I spoke Tuesday night with David Brog, executive director of the country’s largest pro-Zionist group, Christians United for Israel (CUFI), which has been outspoken in criticizing Paul’s advocacy for cuts in crucial military aid to Israel. Brog explained CUFI’s past concerns: “Paul has thus far seemed oblivious to the reality that Israel’s military is fighting our battles for us and keeping us from having to send our own soldiers to do the job.” Nevertheless, Brog told me that “we’re certainly encouraged to learn that Senator Paul is traveling to Israel…”…Brog makes the case that support for Israel actually meshes with Paul’s desire to conduct foreign policy with limited revenues. By providing military aid to Israel, Brog argued, we enable an ally to fight our common enemies. He said, “I hope Sen. Paul sees that his economic policy and foreign policy and political interests need not conflict with support for Israel. In fact, it will earn him a great following.”

Yes, it’s a little early to be humping for a 2016 presidential run, but Paul’s off to a running start and now he’s got Kristol’s blessing. Paul knows that neoconservatives deliver money and deliver establishment support. Bill Kristol is not a godfather for nothing. He bragged about purging the Republican Party of “old fashioned Arabists” like George H.W. Bush. As Kristol and Dan Senor have both explained, cultivating possible presidential candidates is one of the Israel lobby’s core activities. From a report on the 2008 AIPAC policy conference: 

Bill Kristol said that Hart Hasten, a Holocaust survivor and successful Indianapolis businessman, had been crucial to shaping Dan Quayle’s view of Israel, having “spent a lot of time” with Quayle when he was still a congressman. (Quayle’s office later told me [reporter Phil Weiss], “The statement Bill Kristol made was not exactly accurate.
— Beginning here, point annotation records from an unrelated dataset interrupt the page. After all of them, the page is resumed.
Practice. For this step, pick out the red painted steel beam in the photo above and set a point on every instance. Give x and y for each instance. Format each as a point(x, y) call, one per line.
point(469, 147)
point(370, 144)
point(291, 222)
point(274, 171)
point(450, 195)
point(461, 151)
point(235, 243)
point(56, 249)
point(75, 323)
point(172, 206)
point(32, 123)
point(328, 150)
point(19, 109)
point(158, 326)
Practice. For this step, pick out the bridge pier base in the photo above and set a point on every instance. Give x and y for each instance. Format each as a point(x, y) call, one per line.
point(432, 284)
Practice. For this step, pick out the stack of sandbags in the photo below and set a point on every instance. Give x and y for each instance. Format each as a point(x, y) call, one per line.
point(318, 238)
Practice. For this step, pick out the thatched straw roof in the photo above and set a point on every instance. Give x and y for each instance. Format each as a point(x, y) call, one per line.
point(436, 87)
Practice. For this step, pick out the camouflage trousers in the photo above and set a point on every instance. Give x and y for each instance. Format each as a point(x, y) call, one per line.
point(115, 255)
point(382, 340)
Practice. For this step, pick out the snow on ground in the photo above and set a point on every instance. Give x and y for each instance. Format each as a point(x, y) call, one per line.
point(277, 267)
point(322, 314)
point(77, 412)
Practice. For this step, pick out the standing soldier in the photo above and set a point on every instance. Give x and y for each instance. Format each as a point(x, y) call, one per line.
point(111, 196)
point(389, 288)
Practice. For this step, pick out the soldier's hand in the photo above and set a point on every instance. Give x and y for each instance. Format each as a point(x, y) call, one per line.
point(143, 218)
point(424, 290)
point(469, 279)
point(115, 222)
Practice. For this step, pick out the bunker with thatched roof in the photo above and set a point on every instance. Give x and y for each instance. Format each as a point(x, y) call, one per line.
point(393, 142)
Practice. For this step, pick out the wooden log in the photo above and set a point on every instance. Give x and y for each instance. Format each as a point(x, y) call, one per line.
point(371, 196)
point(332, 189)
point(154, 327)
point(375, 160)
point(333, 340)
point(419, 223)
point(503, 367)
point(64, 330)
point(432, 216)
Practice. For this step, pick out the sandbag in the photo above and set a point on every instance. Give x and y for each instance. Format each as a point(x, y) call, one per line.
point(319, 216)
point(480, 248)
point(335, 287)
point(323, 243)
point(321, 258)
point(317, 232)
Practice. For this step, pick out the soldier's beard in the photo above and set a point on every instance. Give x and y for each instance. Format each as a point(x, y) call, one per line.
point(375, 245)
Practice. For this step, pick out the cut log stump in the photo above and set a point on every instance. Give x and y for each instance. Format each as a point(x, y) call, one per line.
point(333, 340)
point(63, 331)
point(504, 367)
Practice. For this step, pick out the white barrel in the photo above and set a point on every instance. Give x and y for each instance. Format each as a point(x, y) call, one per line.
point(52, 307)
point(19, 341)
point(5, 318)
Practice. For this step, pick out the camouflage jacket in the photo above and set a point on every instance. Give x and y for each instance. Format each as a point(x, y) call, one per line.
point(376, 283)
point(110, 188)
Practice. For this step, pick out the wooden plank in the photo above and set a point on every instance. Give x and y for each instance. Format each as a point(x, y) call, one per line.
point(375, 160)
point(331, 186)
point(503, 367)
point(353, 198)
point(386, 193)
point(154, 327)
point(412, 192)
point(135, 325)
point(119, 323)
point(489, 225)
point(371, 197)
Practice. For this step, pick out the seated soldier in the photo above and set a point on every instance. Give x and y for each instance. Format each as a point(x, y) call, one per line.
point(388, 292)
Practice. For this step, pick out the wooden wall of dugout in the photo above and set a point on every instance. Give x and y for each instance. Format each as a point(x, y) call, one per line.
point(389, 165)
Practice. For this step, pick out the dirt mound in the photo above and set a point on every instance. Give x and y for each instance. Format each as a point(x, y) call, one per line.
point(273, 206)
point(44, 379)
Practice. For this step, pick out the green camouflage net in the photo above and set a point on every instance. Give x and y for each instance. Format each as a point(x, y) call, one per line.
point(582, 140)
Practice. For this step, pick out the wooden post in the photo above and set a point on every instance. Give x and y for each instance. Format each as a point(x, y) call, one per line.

Mr. Quayle said his broad knowledge of Israel came from many people and sources, not specifically from Mr. Hasten.”) Dan Senor, an analyst on CNN and former AIPAC intern, boasted that AIPAC won over Spencer Abraham when he was the head of the state Republican Party, years before he became a Michigan senator. The party was $500,000 in debt, and an AIPAC leader helped him pay that off. And of course, the famous story was told of George W. Bush going up in Ariel Sharon’s helicopter in 1998, two years before he ran for president, and saying of Israel’s ten-mile waist, “We have driveways in Texas longer than that.”

Of all the 2016 GOP hopefuls smoozing up Adelson last summer, it’s Rand Paul who flew to Israel in the run up to their election, perfectly placed on his return to deliver a reverberating slap straight into Jen Rubin’s keyboard, timed with Goldberg’s shot across the bow. So long as the neocons have their eyes on Paul, so should we.